The 1st September 2007 issue of the New Scientist magazine has an article about a scientific study into religion. This article has some interesting results, which have some relevance to Hinduism.

A study by Daniel Baston compared non-religious people with religious people grouped into three classes. What he termed extrinsic religious people, who attend religious functions for social reasons; intrinsic religious people who were motivated by their beliefs to attend religious activities; and finally what he calls quest religious people, who question and explore their beliefs and spirituality.

Baston found that the extrinsic religious people were even less helpful to people from different backgrounds than overt non-believers. By contrast those with intrinsic religious beliefs showed greater compassion and reduced prejudice when compared to non believers or those with extrinsic beliefs. The quest believers also had greater compassion and lack of prejudice. These quest believers were likely to show intolerance of behaviour which was considered immoral, but were the most tolerant and helpful to people exhibiting this behaviour. Another study saw increased generosity and cooperation with others from intrinsic believers and quest believers when compared to both non-believers and extrinsic believers.

How is this relevant to Hinduism? Well, I am sure that all religions have some believers in each of the above categories, but it seems to me that Hinduism encourages spiritual development, so that followers are encouraged to become intrinsic and quest believers. Hinduism, and other Dharmic religions, see spiritual progress as an individual’s responsibility.

In contrast, the Abrahamic religions see salvation as being the responsibility of God. The follower of these religions has only to “accept” the religion to be “saved”. This means that there is less encouragement to seek spiritual advancement. Indeed, there may even be discouragement, as any expression of ideas that don’t follow the cannon will be seen as heretical.

Another study mentioned in the article found that there was a correlation between a dualistic view of religion, with strong belief in a God and a devil, than in countries where the predominant view is monistic, with strong belief in God but no particular belief in the devil. Though this study looked at different Christian denominations, I think that statistics show that it can also apply to other religions. For exaple the homicide rate in India is lower than that in the United States (from nationmaster statistics), which has a high belief in the devil (In the USA 96% of the population believe in God and 76 percent in the devil).

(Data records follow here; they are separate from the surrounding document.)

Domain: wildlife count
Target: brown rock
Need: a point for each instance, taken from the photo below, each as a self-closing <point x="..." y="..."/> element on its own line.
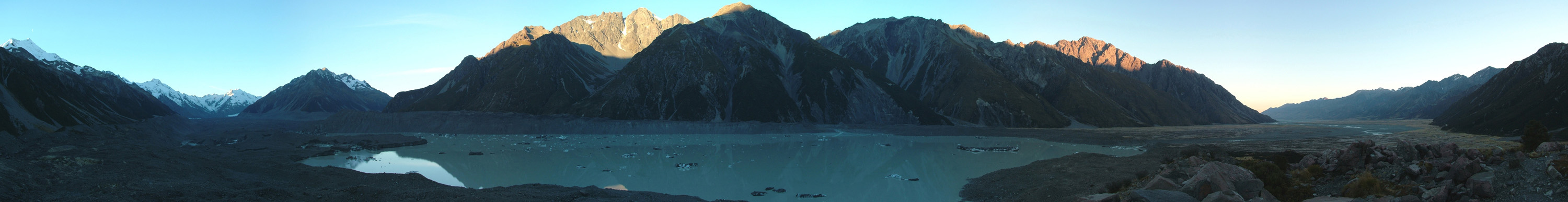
<point x="1162" y="184"/>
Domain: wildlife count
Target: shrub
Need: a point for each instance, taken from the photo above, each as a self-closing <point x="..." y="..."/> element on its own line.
<point x="1368" y="185"/>
<point x="1277" y="181"/>
<point x="1534" y="135"/>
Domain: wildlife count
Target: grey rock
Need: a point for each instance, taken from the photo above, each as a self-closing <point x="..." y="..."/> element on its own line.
<point x="1224" y="196"/>
<point x="1098" y="198"/>
<point x="1158" y="196"/>
<point x="1220" y="177"/>
<point x="62" y="149"/>
<point x="1162" y="184"/>
<point x="1482" y="185"/>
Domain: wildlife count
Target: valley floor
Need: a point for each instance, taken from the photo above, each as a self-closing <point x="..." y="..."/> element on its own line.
<point x="237" y="159"/>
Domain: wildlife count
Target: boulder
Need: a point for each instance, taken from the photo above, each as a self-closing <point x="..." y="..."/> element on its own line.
<point x="1098" y="198"/>
<point x="1462" y="168"/>
<point x="1448" y="151"/>
<point x="1553" y="173"/>
<point x="1195" y="160"/>
<point x="1413" y="170"/>
<point x="1550" y="146"/>
<point x="1481" y="185"/>
<point x="1407" y="199"/>
<point x="1222" y="177"/>
<point x="1159" y="196"/>
<point x="1224" y="196"/>
<point x="1162" y="184"/>
<point x="1437" y="195"/>
<point x="1329" y="199"/>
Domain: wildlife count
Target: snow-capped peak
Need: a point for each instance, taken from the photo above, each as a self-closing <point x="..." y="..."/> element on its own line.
<point x="157" y="88"/>
<point x="32" y="49"/>
<point x="352" y="84"/>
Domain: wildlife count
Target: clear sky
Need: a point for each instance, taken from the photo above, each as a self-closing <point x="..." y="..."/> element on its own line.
<point x="1264" y="52"/>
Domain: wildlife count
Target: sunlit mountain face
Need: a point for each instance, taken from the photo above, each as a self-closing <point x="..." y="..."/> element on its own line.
<point x="748" y="105"/>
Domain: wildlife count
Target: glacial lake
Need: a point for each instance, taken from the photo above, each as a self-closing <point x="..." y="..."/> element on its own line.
<point x="843" y="167"/>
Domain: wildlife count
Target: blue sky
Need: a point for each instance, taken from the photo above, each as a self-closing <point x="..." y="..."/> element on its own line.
<point x="1264" y="52"/>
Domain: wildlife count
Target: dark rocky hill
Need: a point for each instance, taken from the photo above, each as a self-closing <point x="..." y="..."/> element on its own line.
<point x="1195" y="90"/>
<point x="46" y="94"/>
<point x="319" y="93"/>
<point x="744" y="65"/>
<point x="1528" y="90"/>
<point x="1415" y="102"/>
<point x="965" y="76"/>
<point x="538" y="71"/>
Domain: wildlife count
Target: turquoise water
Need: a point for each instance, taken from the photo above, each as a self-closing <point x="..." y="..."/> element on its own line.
<point x="843" y="167"/>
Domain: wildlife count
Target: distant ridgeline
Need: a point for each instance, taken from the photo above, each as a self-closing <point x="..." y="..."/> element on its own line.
<point x="1418" y="102"/>
<point x="1489" y="102"/>
<point x="46" y="93"/>
<point x="744" y="65"/>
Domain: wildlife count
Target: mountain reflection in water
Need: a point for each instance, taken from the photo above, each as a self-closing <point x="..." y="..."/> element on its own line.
<point x="844" y="167"/>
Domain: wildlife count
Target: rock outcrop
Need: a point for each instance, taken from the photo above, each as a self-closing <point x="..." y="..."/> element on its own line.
<point x="1416" y="102"/>
<point x="44" y="93"/>
<point x="1195" y="90"/>
<point x="211" y="105"/>
<point x="538" y="71"/>
<point x="618" y="37"/>
<point x="319" y="93"/>
<point x="965" y="76"/>
<point x="1528" y="90"/>
<point x="742" y="65"/>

Do these statistics reflect on a religion’s value? I think in a way they do. If a religion professes to encourage morality and a belief in a good God but the followers of the religion show more prejudice than non believers, this points to some failure. The fact that Hinduism actively encourages the type of belief that correlates with improved tolerance is yet another pointer to its value. Of course this is only a secondary affect of spiritual advancement, not a direct aim in itself, but I see the results as encouragement to Hindus.